第33話
一月下旬。大学入学共通テストの日。
張り詰めた空気が漂う試験会場の廊下で、俺は、美咲と華蓮の二人の姿を探していた。この一年間、俺の心を揺さぶり、俺の決意を揺るぎないものにしてくれた、大切な二人。彼女たちを、この最後の試練の前で、一人にはさせたくなかった。
まず、俺は華蓮の姿を見つけた。
華蓮は、参考書を握りしめ、緊張した面持ちで、試験開始を待っていた。その表情は、いつもの屈託のない笑顔とは違い、どこか不安げだ。
「華蓮」
俺がそう声をかけると、華蓮は、ビクリと肩を震わせ、俺の方を振り向いた。
「陽介……」
華蓮の声が、掠れている。その瞳は、俺を見ると、安堵の色に染まった。
「大丈夫だよ、華蓮。お前は、この一年間、本当に頑張ってきたじゃないか」
俺がそう言うと、華蓮は、俺の腕に、そっと自分の腕を絡ませた。
「陽介……私、陽介に、抱きしめてもらいたい」
華蓮の声は、震えている。俺は、華蓮の身体を、優しく抱きしめた。俺の腕の中で、華蓮の身体が、小さく震える。その感触が、俺の心を温かくする。

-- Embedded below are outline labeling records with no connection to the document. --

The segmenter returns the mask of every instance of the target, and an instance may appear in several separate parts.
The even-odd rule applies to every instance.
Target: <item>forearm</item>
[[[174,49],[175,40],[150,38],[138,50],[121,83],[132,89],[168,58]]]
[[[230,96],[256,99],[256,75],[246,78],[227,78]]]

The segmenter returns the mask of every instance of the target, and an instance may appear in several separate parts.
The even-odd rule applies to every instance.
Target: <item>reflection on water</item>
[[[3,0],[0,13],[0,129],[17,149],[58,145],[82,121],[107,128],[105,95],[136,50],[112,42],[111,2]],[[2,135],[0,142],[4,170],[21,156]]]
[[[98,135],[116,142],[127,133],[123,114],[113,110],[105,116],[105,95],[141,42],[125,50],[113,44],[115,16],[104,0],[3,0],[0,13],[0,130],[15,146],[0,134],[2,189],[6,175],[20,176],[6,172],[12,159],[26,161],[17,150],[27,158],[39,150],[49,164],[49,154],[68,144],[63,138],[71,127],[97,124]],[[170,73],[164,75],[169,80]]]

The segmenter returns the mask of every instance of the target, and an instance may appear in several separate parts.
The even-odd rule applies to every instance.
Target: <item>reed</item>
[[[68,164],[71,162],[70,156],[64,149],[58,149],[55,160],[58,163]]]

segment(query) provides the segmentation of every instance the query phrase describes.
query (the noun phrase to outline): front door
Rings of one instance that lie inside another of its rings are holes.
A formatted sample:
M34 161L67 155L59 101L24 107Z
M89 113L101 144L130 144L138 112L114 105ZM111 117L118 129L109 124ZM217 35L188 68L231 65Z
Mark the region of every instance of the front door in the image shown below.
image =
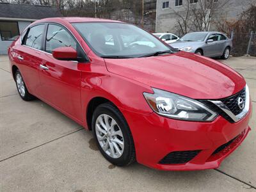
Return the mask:
M213 40L212 42L207 42L204 47L204 55L205 56L214 57L218 56L219 52L219 47L218 43L218 36L216 34L211 35L207 40Z
M58 60L51 54L53 49L60 47L72 47L77 51L81 47L72 35L58 24L49 24L45 36L44 60L39 67L40 97L81 122L81 72L77 68L78 63Z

「大丈夫だよ。俺は、華蓮の、ありのままの姿を、すべて受け入れてやるから」
俺がそう囁くと、華蓮は、俺の胸に顔を埋め、深く息を吐いた。
次に、俺は美咲の姿を見つけた。
美咲は、一人、廊下の窓際で、外の景色を眺めていた。その横顔は、いつもと変わらない、完璧な優等生の表情だ。だが、その瞳の奥には、どこか緊張と不安が入り混じった光が宿っているように見えた。
「橘さん」
俺がそう声をかけると、美咲は、ゆっくりと俺の方を振り返った。
「……日高くん。どうしたの?」
美咲の声は、いつもと変わらない、完璧な優等生の声だ。だが、その瞳は、俺を見ると、一瞬だけ、揺らいだ。
「大丈夫か? 緊張してるだろ?」
俺がそう言うと、美咲は、フッと冷たく微笑んだ。
「大丈夫よ。私、完璧な成績を維持しなきゃいけないから。……それが、私の、唯一の存在価値だから」
美咲の言葉に、俺は胸が締め付けられた。彼女が抱える孤独と、完璧でなければならないというプレッシャーが、痛いほど伝わってくる。

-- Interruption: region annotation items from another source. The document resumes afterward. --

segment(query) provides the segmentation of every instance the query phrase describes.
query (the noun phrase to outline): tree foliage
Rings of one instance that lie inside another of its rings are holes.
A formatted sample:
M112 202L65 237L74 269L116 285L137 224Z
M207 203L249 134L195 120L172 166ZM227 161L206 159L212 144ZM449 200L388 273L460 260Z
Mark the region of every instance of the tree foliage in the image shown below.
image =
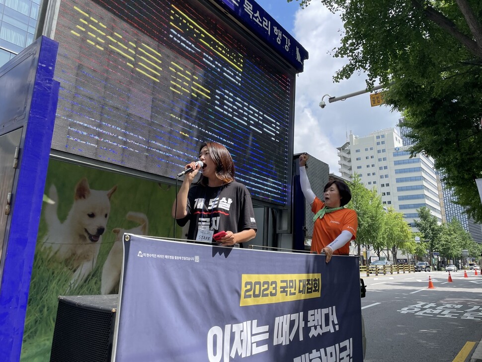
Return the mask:
M454 218L450 223L442 224L437 251L442 257L456 260L462 256L462 250L467 249L473 243L470 234Z
M417 209L419 219L414 220L415 226L422 235L420 244L424 243L429 255L436 250L439 236L442 232L442 227L438 223L437 218L430 213L430 210L424 206Z
M385 246L387 250L392 252L394 259L396 259L399 249L405 248L406 250L411 247L409 246L410 243L414 240L414 238L410 227L403 219L402 213L397 212L395 209L390 207L385 219L383 235Z
M433 157L459 203L482 222L475 181L482 178L482 1L321 2L344 23L333 55L348 63L334 80L365 72L367 89L391 85L385 101L412 130L412 152Z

「橘さん。俺は、橘さんの完璧な部分じゃなくて、その内側に隠された、ありのままの橘さんが好きだ」
俺がそう言うと、美咲の瞳から、大粒の涙が、こぼれ落ちた。
「……っ……日高くん……っ」
美咲は、何も言わずに、ただ、俺の胸に顔を埋めた。俺の制服に、彼女の涙が、熱く染み込んでいく。美咲の身体が、俺の腕の中で、小さく震えている。

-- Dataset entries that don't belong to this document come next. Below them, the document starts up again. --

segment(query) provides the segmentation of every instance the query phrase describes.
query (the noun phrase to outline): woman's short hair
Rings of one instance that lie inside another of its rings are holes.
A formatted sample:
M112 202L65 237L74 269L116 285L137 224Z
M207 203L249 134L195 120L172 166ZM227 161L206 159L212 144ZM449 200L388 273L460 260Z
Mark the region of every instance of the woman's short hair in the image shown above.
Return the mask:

「大丈夫だよ。俺は、橘さんの、ありのままの姿を、すべて受け入れてやるから」
俺がそう囁くと、美咲は、俺の胸に顔を埋めたまま、深く息を吐いた。
華蓮と美咲。対照的な二人を抱きしめ、俺は、改めて自分の決意を再確認した。俺の決意は、彼女たちを幸せにすること。そして、彼女たちの心を、俺が受け入れてあげること。
受験本番は、彼女たちにとって、単なる試験ではない。
彼女たちの抱える孤独と、情熱が、今、俺の心を突き動かしていた。
俺の「後悔のない青春」は、今、静かに、最後の局面を迎えていた。